Charles plans his modern coronation

Christopher Morgan and Nicholas Hellen in the Sunday Times in December 2004

THE royal family has started making preparations for the Prince of Wales to become king by secretly devising sweeping changes to modernise the coronation and other ceremonies marking his accession.

Under the review, courtiers are considering pruning “Ruritanian” elements of the coronation ceremonial and creating a new role for leaders of non-Christian religions in the service.

 

 

“A lot has happened since the (Queen’s) coronation in 1953. There will be a large number of differences. I don’t mind the word modernising,” said the Duke of Norfolk, who as earl marshal will organise Charles’s coronation.

Although he emphasised that at 78 the Queen remains in robust good health, the duke said: “I have been secretly planning and secretly thinking and secretly consulting and secretly liaising.” He has already completed a revised plan for her funeral.

The duke will discuss the plans in the new year with Prince Charles’s office, which is conducting a parallel review of the accession ceremonies. These are held immediately after the death of a monarch.

Although the earl marshal said detailed plans for Charles’s coronation would remain flexible, in order to “judge the (public) mood correctly”, he disclosed that Charles will not have to wait as long as his mother did to be crowned after her death. The Queen waited 16 months from the death of her father, George VI, in February 1952, until her coronation in 1953.

“It will all happen much quicker,” the earl marshal said. “I don’t envisage anything like that gap again.”

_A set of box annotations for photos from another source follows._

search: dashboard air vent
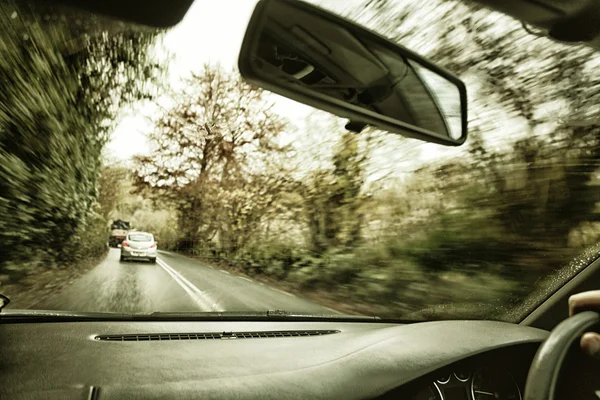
[95,330,340,342]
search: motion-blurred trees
[356,0,600,267]
[136,65,286,251]
[0,2,164,269]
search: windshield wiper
[0,310,383,322]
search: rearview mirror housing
[239,0,467,146]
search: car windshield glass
[128,235,152,242]
[0,0,600,321]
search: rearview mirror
[239,0,467,146]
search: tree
[136,65,285,249]
[302,133,367,253]
[0,2,164,269]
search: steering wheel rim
[523,311,600,400]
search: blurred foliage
[135,65,288,253]
[0,1,160,271]
[5,0,600,319]
[127,0,600,318]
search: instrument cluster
[412,366,521,400]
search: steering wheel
[523,311,600,400]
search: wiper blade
[0,309,382,322]
[150,310,380,321]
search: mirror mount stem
[344,121,367,133]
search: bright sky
[107,0,422,166]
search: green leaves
[0,2,164,276]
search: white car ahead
[120,232,157,263]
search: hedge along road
[35,249,334,314]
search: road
[39,249,333,313]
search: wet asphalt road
[35,249,333,313]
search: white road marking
[156,258,225,311]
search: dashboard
[0,313,593,400]
[381,344,538,400]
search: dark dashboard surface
[0,321,547,399]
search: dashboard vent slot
[94,330,340,342]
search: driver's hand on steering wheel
[569,290,600,358]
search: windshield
[0,0,600,321]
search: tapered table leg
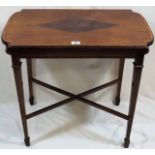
[12,57,30,146]
[124,55,144,148]
[114,58,125,106]
[26,59,34,105]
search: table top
[2,10,153,47]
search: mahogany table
[2,10,153,148]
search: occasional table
[2,9,153,148]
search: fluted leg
[114,58,125,106]
[124,55,144,148]
[26,59,34,105]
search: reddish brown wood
[12,56,30,146]
[2,10,153,147]
[114,58,125,105]
[26,59,34,105]
[2,10,153,47]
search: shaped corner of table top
[2,9,154,50]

On the death of the Queen, a new monarch will be proclaimed as soon as possible at an accession council to be held at St James’s Palace to which all members of the privy council will be summoned. Its meeting will be televised for the first time and the new king may also make a broadcast.

Under existing rules, parliament is suspended on the death of the monarch, but it meets again to enable MPs to take an oath to the new sovereign.


The coronation of the Prince of Wales will be a "multi-faith" event.

Prayers and readings from other denominations and religions, including from the Muslim, Sikh and Jewish faiths, are expected to be included in the ceremonies marking Prince Charles's accession to the throne.